Depois de se espalhar em cidades como Bagdá, Damasco e Cairo, a tecnologia da fabricação do papel chega à Europa do século XII, quando os mouros do norte da África invadem Portugal e Espanha e estabelecem contato comercial com os italianos que, por sua vez, se encarregarão de disseminar o novo meio de armazenagem do conhecimento pelo continente europeu.
Durante este período o papel era fabricado com cascas de amoreira, pedaços de bambu, roupas usadas, entre outras coisas. Tudo isto era misturado com água e cal para formar a pasta de onde saiam as folhas finas do papel.
Entretanto, no século XII o pergaminho de pele de animal era utilizado pelos europeus como meio de escrita. Este método, além de cruel, era extremamente caro: estima-se que cerca de 300 pobres ovelhas eram necessárias para se fabricar um único exemplar da bíblia.
Pelo fato de rasgar com facilidade e de ser mais fino o papel não substituiu de imediato o pergaminho. Devido a sua fragilidade ele era utilizado somente em documentos feitos para não durar, tais como cartas mensageiras, rascunhos ou minutas de textos que deveriam ser copiadas definitivamente para os pergaminhos de pele animal.
O papel conquistou definitivamente a Europa a partir de 1456, quando Joahnns Guttemberg desenvolveu os tipos móveis independentes e imprimiu em papel sua famosa bíblia.

A produção em massa

No século XVIII o papel passa a apresentar a qualidade que conhecemos hoje, graças ao emprego da madeira em sua fabricação, técnica que seria aperfeiçoada no século seguinte com a mecanização de sua produção. Com isso, passa a ser produzido em larga escala, barateando seu custo e tornando-o acessível a grande parte da população européia.
No Brasil, o papel é introduzido através dos esforços de D. João VI. Em 1848 é inaugurada na Bahia a primeira indústria nacional, utilizando a fibra da bananeira como matéria-prima.

O século XXI e a reciclagem do papel

Parafraseando o poeta, o começo do século XXI verá o perigoso esgotamento das reservas naturais do planeta.
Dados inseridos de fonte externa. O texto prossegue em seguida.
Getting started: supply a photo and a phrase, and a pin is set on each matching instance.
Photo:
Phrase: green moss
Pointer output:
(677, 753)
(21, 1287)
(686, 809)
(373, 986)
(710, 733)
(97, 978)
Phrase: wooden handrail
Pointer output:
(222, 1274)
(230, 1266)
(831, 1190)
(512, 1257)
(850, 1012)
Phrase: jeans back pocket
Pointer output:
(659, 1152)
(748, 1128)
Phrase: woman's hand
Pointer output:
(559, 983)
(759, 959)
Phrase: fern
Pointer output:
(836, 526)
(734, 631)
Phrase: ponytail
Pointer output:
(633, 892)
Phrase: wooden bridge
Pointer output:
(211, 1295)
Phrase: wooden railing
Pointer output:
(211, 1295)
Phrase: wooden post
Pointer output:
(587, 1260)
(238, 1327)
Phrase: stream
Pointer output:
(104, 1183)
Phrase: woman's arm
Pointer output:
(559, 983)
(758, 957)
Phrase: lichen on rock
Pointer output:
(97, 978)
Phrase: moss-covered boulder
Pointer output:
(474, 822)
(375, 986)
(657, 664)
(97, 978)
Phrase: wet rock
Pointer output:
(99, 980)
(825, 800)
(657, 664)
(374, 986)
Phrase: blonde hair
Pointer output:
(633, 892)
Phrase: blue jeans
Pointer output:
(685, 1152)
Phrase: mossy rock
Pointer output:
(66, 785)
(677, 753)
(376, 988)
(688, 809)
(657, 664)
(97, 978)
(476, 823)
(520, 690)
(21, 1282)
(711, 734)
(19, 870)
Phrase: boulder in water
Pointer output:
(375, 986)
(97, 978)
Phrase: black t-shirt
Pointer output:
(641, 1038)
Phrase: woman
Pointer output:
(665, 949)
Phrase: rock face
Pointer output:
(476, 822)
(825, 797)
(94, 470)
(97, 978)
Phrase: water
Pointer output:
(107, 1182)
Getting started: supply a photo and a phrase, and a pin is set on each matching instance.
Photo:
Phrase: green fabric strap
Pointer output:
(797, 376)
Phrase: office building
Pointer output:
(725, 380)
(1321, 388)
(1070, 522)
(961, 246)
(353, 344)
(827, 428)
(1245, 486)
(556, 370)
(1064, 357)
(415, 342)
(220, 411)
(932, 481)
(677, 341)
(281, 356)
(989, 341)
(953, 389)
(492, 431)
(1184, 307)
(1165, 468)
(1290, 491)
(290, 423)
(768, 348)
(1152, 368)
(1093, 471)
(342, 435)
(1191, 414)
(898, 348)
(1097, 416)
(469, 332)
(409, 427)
E como a matéria-prima do papel é a madeira, a reciclagem passa a ser um conceito fundamental.
Reciclar, no caso em questão, significa utilizar o papel que é jogado no lixo na fabricação de novos papéis. A produção de uma tonelada de papel virgem necessita de 15 árvores adultas e cerca de 100.000 litros de água. Utilizando-se papel reciclado, nenhuma árvore é cortada e utilizam-se somente 2.000 litros de água.